Chemical weapons are bad. We agree on that. However, the ability of the Syrian military to disperse delivery systems, stockpiles and command and control centers make limited strikes really ineffective. If we want to take out the power grid in a nation, that’s easy. Individual missiles, launchers and so on, not so much.
What the threat of military action has done is energize the world in seeking some diplomatic solution. In terms of exit strategy and solutions, the use of cruise missiles and air strikes provides neither. Unless someone is going to put boots on the ground to enforce UN mandates – which isn’t going to happen with the makeup of the Security Council – we are not looking at appropriate force and an exit strategy so much as at the technological equivalent of magic beans as a key to Never Land. Air strikes and cruise missile strikes don’t change the battlefield in and of themselves.

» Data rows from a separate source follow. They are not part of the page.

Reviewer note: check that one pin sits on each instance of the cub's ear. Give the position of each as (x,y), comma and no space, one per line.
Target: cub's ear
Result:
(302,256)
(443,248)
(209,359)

I sum up the Powell doctrine relatively simply: Clear, workable and defined Objective; Commitment of verwhelming, appropriate and effective force; and, Defined, workable exit strategy and time horizon. The Syria plan fails. Drop it.
Putin undoubtedly felt his cred as hemispheric godfather threatened and is reacting to prove he’s the Alpha dog. Let him. No American blood and treasure for Syria; logistics support for the UN or regional coalitions, perhaps. But as it stands, we have no dog in this fight.